8.1.6 Module 4: Energy & Time Optimization
(Concepts from: Lab 5 - Optimization)
The factory wants to minimize electricity costs while meeting production quotas. This requires optimizing the arm’s movement speed.
- Task 1: Define Motion Profiles. The arm can move along the path from Module 3 at two different speeds:
- Slow & Precise: Low energy cost (20 J/s), speed = 0.5 m/s.
- Fast & Inaccurate: High energy cost (70 J/s), speed = 1.5 m/s.
- Task 2: LP Formulation. For a complete pick-and-place cycle (Pickup Zone -> Assembly Jig A), formulate a linear program to find the optimal motion profile.
- Decision Variables: Let \(t_{slow}\) be the time spent moving at slow speed, and \(t_{fast}\) be the time spent moving at fast speed.
- Objective Function: Minimize total energy: \(Z = 20 t_{slow} + 70 t_{fast}\).
- Constraints:
- Total Distance Constraint: The distance covered must equal the path length: \(0.5 t_{slow} + 1.5 t_{fast} = \text{Total Path Length}\). This is an equality constraint.
- Total Time Constraint: The total time for the cycle must be less than or equal to a factory-imposed limit (e.g., 15 seconds): \[ t_{\text{slow}} + t_{\text{fast}} + \text{gripper settling time} \leq 15. \]
- Deliverable: A Python script (
optimizer_v2.py
) usingscipy.optimize.linprog
that calculates the optimal time to spend at each speed to meet the deadline with minimum energy.
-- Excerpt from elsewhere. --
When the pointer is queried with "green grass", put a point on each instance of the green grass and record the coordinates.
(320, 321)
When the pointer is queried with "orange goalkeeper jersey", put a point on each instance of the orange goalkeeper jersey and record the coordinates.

8.1.7 Module 5: Integrated Factory Cell Simulation
This is the final deliverable, combining all modules into a cohesive visualization.
- Task: Create a live “Factory Dashboard” animation using
matplotlib.animation
.- Workspace View (Main Plot): A top-down 2D plot showing the workspace, obstacle, pickup/jig locations, and the robotic arm. The arm should animate its movement along the path generated by the potential field planner.
- Potential Field View (Subplot 1): A heatmap of the potential field from Module 3. An overlaying marker should show the arm’s current position on the gradient.
- System Status (Subplot 2): Text readouts for
Cycle Time
,Energy Consumed
, andCurrent Action
(e.g., “Moving to Pickup”, “Grasping Part”, “Moving to Jig A”). - Gripper Dynamics (Subplot 3): When the action is “Grasping Part,” this plot shows the live gripper closing response from Module 2.
- Final Deliverable: A single, executable Python script
main_v2.py
that runs the entire factory arm simulation, demonstrating one full, optimized pick-and-place cycle.